Genoa's digital twin to monitor surface and subsurface
The project mapping four areas of the city has been completed. Paves the way for strategic decisions on hydrogeological risk
Genoa is taking a decisive step towards the creation of a digital twin of urban areas and the city's subsoil, with the aim, among other things, of supporting advanced hydrogeological risk analyses, precisely identifying points of vulnerability and simulating flooding scenarios. This is extremely important, at a time when the Ligurian capital, like the rest of the region, has just suffered further extensive damage due to bad weather in recent days. But this also opens the way for predictive analyses, simulations and strategic decisions on mobility, emergency management, public works and infrastructure maintenance.
This afternoon, during Genoa Smart city week, the conclusion of the experimental project enabling the capital to equip itself with new geospatial data and an integrated digital platform of the surface and subsoil, to support the city's digital twin, will be presented. Promoted by the Municipality of Genoa and realised with the Start 4.0 competence centre (born on the initiative of Mimit in 2019) and the Hexagon group (Swedish multinational mechatronics company), the project, explain the Municipality's technicians, "represents a unicum in the national panorama: for the first time, urban structures in the city centre have been digitally mapped, above and below from surveys, sensors and technical documentation will be collected, processed and made interoperable in a single digital environment".
Digitised areas
The digitised structures are in four areas of the city: the central piazza Corvetto, two stretches of the historic centre of Genoa, one of 600 metres (where the underground development of the Sant'Anna stream, which until now has been almost impossible to survey due to the difficulty of access and the unpredictability of water flows) and another of 900 metres (this one orthogonal to the passage of other underground streams that cross Genoa) as well as a road from Valpolcevera, via delle Tofane (characterised by a particularly complex network of underground utilities that is difficult to survey), have been digitised for the first time.

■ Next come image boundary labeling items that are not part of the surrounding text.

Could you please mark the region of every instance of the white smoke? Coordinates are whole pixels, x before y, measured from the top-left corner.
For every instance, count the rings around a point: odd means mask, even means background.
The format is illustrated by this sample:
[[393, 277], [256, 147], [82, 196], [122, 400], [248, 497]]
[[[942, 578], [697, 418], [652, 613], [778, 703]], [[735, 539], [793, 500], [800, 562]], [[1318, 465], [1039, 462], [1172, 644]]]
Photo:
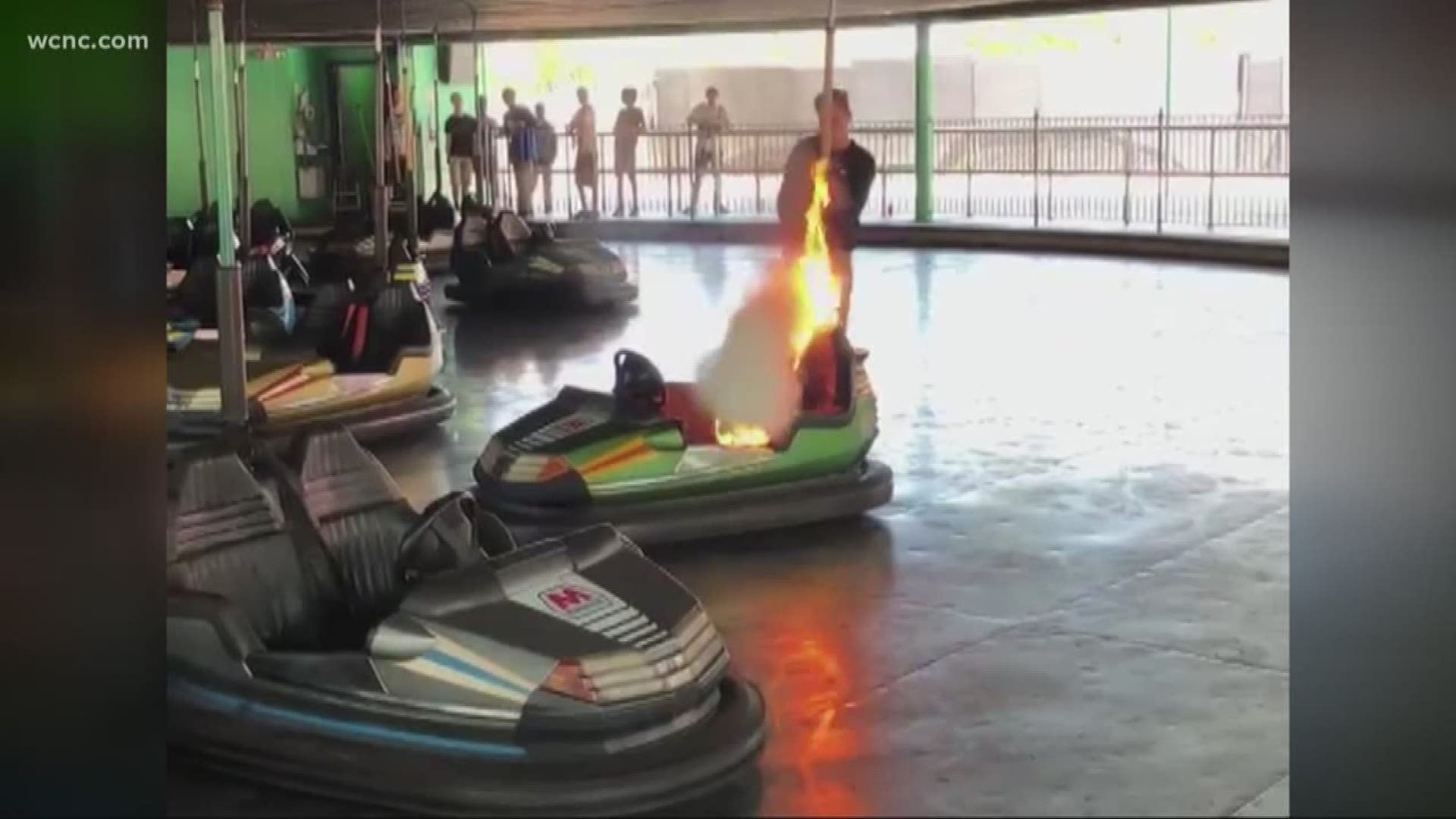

For these areas, all surface structures were digitised, using advanced surveying technologies such as static laser scanning, mobile mapping and vehicle mapping. Thanks to these tools, say the technicians, 'it was possible to acquire, with millimetric precision, building fronts, road surfaces, vertical and horizontal signs, manholes, street and technological furnishings, and many other elements of the city's fabric'.
Georadar technology
With regard to the subsoil, the survey was conducted using georadar technology, "which made it possible to map all the sub-services, in particular the hydraulic ones, and to identify any element capable of generating interference, up to a depth of about three metres from ground level, such as, for example, the covering vaults of underground streams".